When the appellants discovered that the respondent was still using the trade mark “La Voltic” after its acceptance had been withdrawn by the Registrar of Trade Marks, they instituted an action against the respondent at the Federal High Court alleging trade mark infringement and claiming injunctive reliefs among others. The appellants then sought for and obtained ex-parte, an interim Injunction/Anton Piller Order against the respondent at the Federal High Court on 28th February, 2002.
On 11th March, 2002, the respondent applied to the court for a discharge of the ex-parte order. The application was considered and refused in a ruling delivered on 3rd June, 2002.

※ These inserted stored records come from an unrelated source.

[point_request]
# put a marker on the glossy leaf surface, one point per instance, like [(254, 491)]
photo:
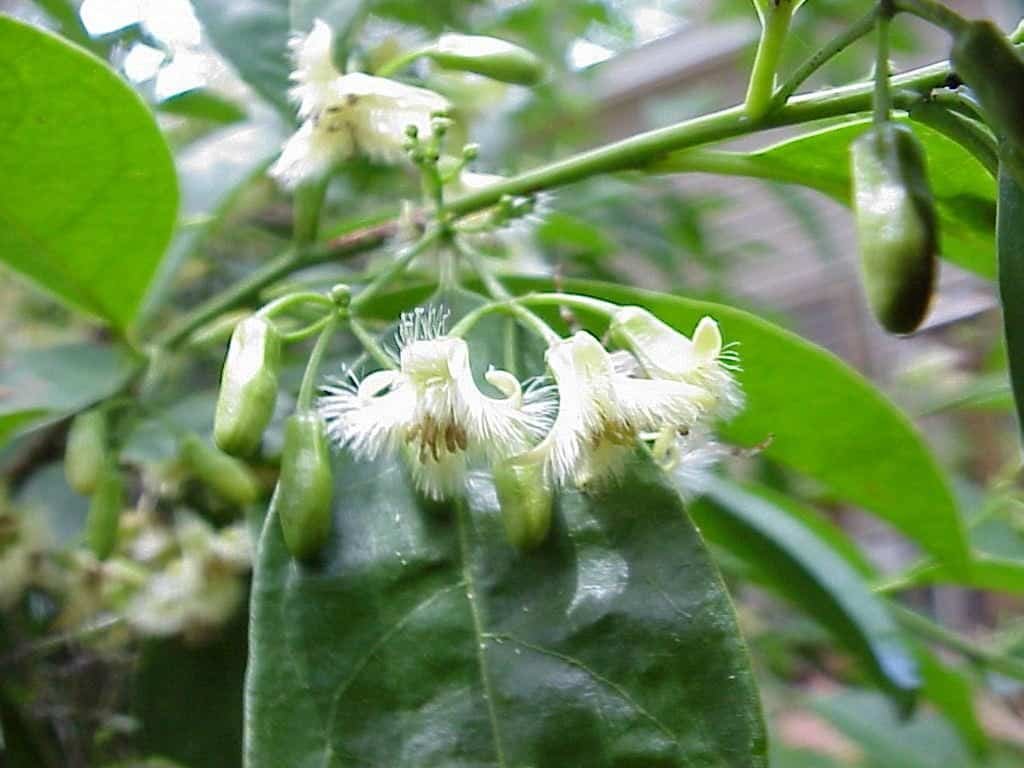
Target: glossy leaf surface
[(89, 189)]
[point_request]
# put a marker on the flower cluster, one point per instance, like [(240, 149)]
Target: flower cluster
[(660, 386), (346, 114)]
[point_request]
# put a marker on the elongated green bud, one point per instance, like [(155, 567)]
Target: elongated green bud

The respondent was dissatisfied with the ruling and filed an appeal against it to the Court of Appeal. While the appeal was pending, the appellants filed at the Federal High Court Forms 48 and 49 seeking to commit the respondent for contempt. However, in a ruling delivered on 18th July 2002, the Court of Appeal set aside the ruling of the Federal High Court by which the Federal High Court refused to discharge its order of injunction against the respondent. The present appeal is from the Court of Appeal ruling.

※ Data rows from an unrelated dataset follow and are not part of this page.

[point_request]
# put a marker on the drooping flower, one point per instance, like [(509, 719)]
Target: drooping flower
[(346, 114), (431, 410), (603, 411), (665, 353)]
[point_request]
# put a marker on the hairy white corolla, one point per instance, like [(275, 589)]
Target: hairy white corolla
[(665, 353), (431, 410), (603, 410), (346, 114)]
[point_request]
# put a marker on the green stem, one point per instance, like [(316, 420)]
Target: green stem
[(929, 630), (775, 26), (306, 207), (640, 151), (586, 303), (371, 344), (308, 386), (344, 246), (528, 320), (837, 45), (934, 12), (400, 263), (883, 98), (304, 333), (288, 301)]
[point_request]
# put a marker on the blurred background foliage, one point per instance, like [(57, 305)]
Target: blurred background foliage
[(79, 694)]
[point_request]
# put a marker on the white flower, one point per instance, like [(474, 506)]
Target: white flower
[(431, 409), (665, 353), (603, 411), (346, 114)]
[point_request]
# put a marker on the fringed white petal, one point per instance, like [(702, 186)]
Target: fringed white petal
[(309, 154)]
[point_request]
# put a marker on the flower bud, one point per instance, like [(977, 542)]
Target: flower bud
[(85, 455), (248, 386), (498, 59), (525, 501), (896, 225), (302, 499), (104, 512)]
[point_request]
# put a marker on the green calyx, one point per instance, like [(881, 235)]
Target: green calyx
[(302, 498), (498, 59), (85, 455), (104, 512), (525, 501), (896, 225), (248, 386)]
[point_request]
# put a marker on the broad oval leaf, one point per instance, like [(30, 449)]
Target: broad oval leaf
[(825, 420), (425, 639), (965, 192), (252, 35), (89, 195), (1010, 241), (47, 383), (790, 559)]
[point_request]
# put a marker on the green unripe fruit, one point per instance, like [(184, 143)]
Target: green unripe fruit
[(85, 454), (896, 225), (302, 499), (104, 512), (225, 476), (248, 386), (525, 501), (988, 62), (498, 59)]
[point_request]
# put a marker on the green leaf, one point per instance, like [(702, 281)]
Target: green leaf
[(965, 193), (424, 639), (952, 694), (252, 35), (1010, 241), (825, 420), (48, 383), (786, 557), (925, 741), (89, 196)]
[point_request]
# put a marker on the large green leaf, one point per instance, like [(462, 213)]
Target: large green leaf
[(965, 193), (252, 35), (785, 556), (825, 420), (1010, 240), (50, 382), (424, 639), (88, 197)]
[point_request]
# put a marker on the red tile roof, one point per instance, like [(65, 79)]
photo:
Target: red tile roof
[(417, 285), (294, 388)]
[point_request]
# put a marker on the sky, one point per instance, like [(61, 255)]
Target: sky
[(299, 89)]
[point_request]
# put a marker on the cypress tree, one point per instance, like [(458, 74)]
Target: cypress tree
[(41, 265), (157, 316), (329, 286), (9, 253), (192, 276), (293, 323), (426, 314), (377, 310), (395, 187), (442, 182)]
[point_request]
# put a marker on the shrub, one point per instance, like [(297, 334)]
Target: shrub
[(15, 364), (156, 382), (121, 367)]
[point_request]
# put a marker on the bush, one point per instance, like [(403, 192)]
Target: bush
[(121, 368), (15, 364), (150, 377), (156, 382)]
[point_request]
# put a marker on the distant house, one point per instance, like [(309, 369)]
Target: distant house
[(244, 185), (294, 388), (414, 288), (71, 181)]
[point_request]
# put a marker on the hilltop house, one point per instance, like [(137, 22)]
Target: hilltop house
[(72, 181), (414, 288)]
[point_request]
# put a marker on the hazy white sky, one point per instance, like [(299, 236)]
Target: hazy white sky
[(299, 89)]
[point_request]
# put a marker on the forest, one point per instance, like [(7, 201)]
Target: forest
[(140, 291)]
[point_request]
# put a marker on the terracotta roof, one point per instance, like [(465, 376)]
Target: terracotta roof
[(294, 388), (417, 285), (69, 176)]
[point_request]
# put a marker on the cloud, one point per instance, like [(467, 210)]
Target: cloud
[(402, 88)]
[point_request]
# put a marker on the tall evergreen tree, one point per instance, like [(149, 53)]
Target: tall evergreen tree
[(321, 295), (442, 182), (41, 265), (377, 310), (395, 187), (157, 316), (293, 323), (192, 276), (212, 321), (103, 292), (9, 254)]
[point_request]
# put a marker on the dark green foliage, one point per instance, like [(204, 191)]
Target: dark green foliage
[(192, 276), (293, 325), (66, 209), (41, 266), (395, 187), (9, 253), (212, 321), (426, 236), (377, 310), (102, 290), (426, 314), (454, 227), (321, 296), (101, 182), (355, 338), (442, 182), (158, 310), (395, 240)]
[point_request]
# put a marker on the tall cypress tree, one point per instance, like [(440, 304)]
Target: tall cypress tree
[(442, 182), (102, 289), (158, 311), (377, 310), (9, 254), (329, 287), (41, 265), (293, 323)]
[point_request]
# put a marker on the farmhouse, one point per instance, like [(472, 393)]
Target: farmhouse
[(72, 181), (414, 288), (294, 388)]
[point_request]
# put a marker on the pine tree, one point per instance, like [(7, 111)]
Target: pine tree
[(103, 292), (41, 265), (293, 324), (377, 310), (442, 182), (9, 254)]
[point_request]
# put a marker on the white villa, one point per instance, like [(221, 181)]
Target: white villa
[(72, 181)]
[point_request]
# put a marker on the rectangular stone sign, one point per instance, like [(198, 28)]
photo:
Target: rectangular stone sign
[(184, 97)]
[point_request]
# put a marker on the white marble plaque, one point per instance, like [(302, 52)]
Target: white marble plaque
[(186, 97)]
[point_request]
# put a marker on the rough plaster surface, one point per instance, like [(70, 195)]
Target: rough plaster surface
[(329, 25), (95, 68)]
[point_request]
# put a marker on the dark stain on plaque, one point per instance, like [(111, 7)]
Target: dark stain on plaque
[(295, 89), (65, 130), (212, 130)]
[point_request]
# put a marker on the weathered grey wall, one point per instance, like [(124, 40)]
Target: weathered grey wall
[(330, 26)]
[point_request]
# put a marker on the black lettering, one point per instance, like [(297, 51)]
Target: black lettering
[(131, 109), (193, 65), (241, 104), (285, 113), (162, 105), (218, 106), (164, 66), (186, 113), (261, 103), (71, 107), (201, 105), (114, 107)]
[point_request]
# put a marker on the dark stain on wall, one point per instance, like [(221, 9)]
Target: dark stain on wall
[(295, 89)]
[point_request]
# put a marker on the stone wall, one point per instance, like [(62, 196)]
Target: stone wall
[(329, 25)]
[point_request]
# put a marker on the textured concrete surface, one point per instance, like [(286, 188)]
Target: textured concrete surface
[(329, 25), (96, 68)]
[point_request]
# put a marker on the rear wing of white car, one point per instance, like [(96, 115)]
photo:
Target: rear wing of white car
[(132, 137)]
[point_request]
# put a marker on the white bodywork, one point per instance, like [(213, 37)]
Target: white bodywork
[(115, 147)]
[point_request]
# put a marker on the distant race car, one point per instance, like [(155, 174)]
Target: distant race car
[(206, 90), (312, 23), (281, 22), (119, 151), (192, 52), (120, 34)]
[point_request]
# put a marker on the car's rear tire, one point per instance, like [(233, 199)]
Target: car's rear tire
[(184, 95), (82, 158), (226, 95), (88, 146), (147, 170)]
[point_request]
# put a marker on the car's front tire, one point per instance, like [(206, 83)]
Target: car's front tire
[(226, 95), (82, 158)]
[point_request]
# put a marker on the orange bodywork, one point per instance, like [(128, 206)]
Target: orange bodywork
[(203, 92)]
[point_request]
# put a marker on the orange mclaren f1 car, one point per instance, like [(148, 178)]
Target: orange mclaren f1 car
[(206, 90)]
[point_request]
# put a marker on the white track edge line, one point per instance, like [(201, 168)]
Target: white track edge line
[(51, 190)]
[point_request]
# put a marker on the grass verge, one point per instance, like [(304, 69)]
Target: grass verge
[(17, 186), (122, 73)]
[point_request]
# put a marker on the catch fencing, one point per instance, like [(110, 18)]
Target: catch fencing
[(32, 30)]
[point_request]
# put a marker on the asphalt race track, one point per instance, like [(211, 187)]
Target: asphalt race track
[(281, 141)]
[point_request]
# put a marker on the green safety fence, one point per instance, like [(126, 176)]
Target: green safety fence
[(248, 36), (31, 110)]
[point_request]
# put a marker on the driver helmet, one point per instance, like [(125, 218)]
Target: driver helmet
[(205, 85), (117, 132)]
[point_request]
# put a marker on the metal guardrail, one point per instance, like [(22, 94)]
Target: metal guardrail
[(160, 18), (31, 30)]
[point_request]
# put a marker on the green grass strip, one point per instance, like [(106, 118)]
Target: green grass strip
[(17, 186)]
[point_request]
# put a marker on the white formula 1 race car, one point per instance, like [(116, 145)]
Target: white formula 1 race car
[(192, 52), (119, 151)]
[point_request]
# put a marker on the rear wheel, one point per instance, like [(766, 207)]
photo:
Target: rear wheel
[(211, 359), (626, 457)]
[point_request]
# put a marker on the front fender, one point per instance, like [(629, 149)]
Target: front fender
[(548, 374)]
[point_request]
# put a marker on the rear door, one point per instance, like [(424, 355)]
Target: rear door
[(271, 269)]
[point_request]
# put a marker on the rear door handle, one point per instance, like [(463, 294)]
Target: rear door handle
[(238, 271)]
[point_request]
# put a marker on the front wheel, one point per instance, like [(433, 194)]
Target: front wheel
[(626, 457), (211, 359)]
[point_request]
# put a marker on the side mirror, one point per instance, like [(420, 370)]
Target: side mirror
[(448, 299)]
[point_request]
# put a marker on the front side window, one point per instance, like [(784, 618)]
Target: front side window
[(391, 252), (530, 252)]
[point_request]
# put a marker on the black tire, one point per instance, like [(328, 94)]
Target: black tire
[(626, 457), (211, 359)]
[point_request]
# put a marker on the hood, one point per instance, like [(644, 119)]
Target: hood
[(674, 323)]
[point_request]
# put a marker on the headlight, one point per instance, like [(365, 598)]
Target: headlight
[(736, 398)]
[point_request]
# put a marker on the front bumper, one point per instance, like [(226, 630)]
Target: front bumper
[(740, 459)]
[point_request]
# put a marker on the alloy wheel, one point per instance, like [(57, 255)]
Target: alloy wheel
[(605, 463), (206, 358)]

The parties filed their briefs in this court. The following 3 issues were formulated in the appellants’ brief which are also adopted by the respondent-
“1. Whether the Court of Appeal was right in entertaining the respondent’s application for a suspension of the orders of the Federal High Court when an application in identical terms and another application for committal were both pending before the Federal High Court.

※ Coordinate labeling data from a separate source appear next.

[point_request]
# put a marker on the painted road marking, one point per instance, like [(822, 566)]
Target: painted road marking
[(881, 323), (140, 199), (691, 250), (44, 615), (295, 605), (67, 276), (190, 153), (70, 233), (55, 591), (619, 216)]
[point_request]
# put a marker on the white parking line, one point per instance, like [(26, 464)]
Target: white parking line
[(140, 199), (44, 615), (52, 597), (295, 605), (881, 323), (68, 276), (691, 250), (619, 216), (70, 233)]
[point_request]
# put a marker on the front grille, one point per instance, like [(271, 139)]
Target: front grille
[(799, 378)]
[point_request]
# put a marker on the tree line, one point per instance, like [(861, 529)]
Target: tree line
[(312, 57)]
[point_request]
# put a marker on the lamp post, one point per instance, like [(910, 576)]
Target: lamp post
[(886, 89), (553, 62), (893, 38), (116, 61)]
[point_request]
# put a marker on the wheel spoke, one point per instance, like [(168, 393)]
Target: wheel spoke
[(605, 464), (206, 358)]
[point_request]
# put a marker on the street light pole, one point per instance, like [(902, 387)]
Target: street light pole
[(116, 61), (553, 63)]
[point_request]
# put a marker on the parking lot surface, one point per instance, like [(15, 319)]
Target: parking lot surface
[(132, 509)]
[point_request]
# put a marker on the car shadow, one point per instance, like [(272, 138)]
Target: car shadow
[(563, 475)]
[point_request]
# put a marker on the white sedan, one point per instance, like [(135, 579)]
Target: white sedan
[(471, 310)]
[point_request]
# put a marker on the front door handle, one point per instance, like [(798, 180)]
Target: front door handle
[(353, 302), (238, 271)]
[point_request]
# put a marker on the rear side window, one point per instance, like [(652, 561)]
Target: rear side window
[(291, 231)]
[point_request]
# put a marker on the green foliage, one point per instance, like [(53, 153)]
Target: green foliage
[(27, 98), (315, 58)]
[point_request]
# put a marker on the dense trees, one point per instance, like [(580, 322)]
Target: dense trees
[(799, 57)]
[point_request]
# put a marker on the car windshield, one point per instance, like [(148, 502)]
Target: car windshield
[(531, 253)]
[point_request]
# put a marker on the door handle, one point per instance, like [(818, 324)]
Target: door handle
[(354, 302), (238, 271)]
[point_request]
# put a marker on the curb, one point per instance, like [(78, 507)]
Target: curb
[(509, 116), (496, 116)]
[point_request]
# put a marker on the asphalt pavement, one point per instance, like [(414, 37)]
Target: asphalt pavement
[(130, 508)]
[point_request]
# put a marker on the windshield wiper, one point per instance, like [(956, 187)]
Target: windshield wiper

2. Whether the Court of Appeal was competent to set aside the ruling of the Federal High Court delivered on 3rd June, 2002 to discharge the orders granted against the respondent.
3. Whether the Court of Appeal gave equal or any consideration to the interest of the appellants as it did to the interest of the respondent before setting aside the ruling of the Federal High Court dated 3rd of June, 2002, and if it did not, whether such a failure ought to vitiate the ruling of the Court of Appeal.”
Each of the above issues and all other questions raised in the appeal are fully treated in the lead judgment written by my learned brother, Tabai, J.S.C. and I therefore do not intend to repeat same. All I will like to add is that the court below acted properly in discharging the order made by the trial High Court having regard to the circumstances of the case. I also believe that the rush for the committal of the respondent was pre-mature since the question whether the names “Volvic” and “La Voltic” are too similar was still pending issue in action pending before the court. For the above reasons and the fuller reasons given in the said lead judgment which I also adopt, I dismiss the appeal with costs as assessed in the lead judgment.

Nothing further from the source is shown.